"Fraser handles watercolours with a bold, free hand, and is apparently a studious observer of transient effects of light and the various aerial changes that constitute the charm of landscape beauty amidst lofty peaks..." Daily News, London, 31 May 1887
John Fraser's oil and watercolour landscapes, with their photographic realism, were a critical success in his time. He was also involved in the formation of a number of art societies in Montreal and Toronto that played a key role in nineteenth-century Canada.

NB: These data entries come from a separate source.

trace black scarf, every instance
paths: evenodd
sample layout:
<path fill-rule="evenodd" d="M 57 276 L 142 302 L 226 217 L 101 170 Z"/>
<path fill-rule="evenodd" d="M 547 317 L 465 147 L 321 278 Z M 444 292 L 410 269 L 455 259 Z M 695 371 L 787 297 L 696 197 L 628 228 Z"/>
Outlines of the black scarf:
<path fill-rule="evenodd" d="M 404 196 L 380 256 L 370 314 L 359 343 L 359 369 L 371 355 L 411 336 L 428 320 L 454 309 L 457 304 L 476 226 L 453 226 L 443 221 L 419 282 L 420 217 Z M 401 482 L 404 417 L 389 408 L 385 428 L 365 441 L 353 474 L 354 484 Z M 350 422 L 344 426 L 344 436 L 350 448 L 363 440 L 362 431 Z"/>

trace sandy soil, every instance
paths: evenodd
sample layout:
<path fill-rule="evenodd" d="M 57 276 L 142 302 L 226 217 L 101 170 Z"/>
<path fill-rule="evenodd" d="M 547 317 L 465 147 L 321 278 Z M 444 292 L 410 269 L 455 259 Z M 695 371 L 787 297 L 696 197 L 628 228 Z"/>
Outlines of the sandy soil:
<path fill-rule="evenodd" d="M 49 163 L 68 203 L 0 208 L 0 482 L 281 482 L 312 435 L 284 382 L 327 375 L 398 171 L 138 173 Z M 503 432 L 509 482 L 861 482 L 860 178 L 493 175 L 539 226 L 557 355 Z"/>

Fraser and his family immigrated to Canada in 1858. Two years later, he was working for photographer William Notman's firm in Montreal, and then in Toronto. His job was to enhance photographs by adding colour and painted landscapes. This contact with photography had a considerable influence on his style of painting. He regularly travelled from the Eastern Townships to New England and sent his landscapes to the exhibitions of the Art Association of Montreal. His arrival in Toronto had a stimulating effect on art circles: he created the Society of Canadian Artists, which later became the Ontario Society of Artists, and helped to found the Royal Academy of Canada, to which he presented Laurentian Splendour (1880) as a diploma work.

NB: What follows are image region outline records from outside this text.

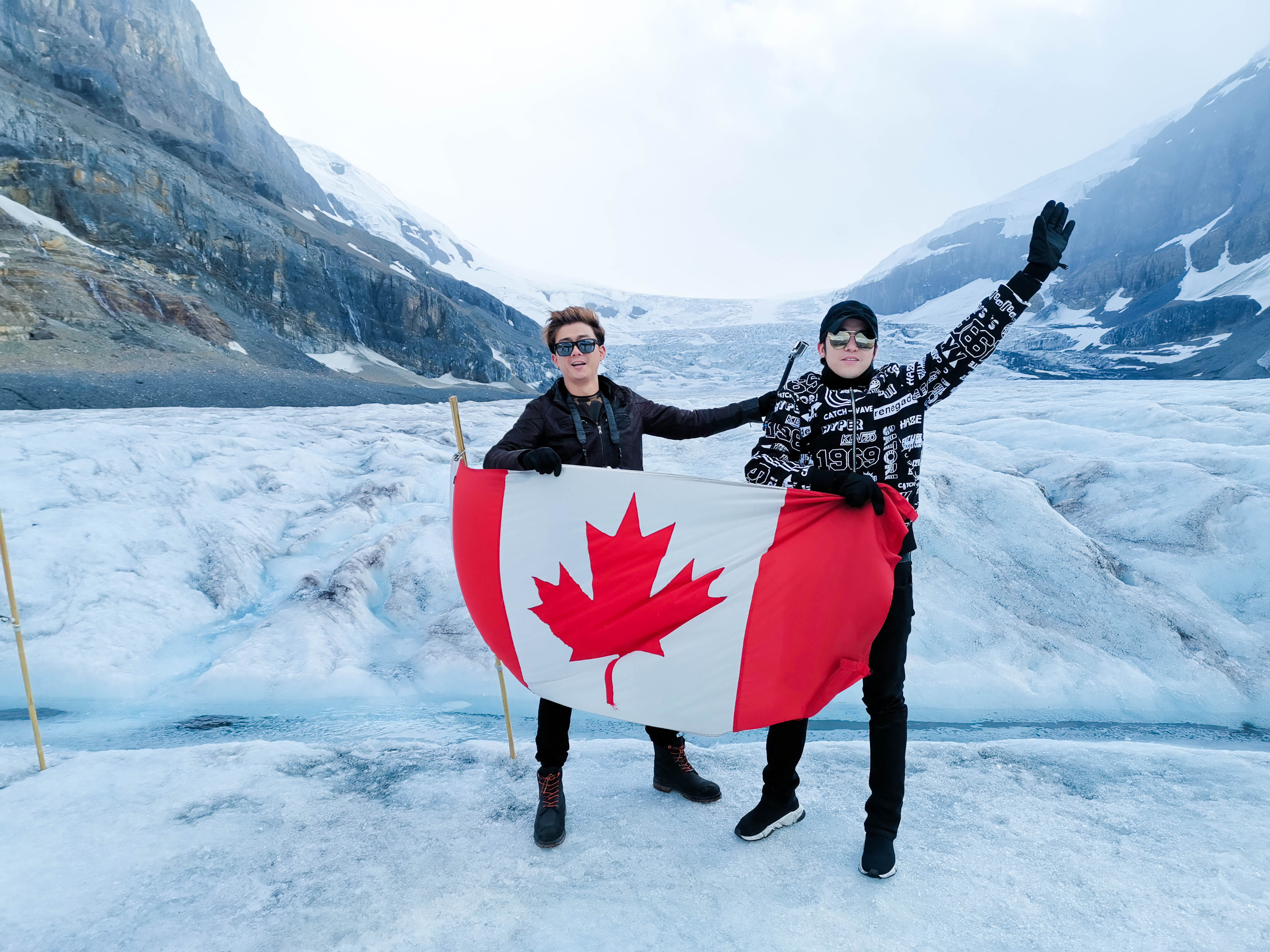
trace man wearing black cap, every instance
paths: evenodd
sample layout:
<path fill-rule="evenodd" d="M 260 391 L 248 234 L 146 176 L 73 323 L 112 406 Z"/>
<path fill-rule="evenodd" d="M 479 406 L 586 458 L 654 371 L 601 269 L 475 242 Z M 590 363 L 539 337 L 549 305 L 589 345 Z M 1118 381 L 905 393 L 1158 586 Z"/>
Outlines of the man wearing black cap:
<path fill-rule="evenodd" d="M 979 310 L 916 363 L 874 368 L 878 317 L 859 301 L 842 301 L 820 322 L 820 373 L 806 373 L 777 392 L 776 406 L 745 466 L 745 479 L 771 486 L 834 493 L 847 505 L 885 505 L 886 482 L 917 506 L 926 410 L 946 397 L 996 349 L 1002 335 L 1040 291 L 1059 263 L 1076 222 L 1062 203 L 1048 202 L 1033 226 L 1027 265 L 984 298 Z M 904 660 L 913 614 L 913 531 L 895 566 L 895 590 L 886 621 L 869 652 L 864 702 L 869 711 L 869 790 L 860 872 L 886 878 L 895 872 L 895 834 L 904 801 L 908 707 Z M 850 585 L 850 579 L 843 580 Z M 814 593 L 808 593 L 814 598 Z M 758 806 L 737 824 L 737 835 L 756 840 L 800 821 L 805 812 L 794 791 L 806 741 L 806 721 L 767 730 L 767 767 Z"/>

In 1886, Sir William Cornelius Van Horne and Sir George Stephen, co-director and president, respectively, of the Canadian Pacific Railway, chose Fraser to illustrate the beauties of the Rocky Mountains (At the Rogers Pass, Summit of the Selkirk Range, B.C., 1886). Three years later, Fraser went to paint in the Kent region in England. His works were shown at the National Academy of London, the Salon de Paris, and the Chicago World's Columbian Fair, where they earned him a medal. Fraser spent the last years of his life in the United States – in Boston, where he was one of the founding members of the Boston Watercolor Society, and in New York.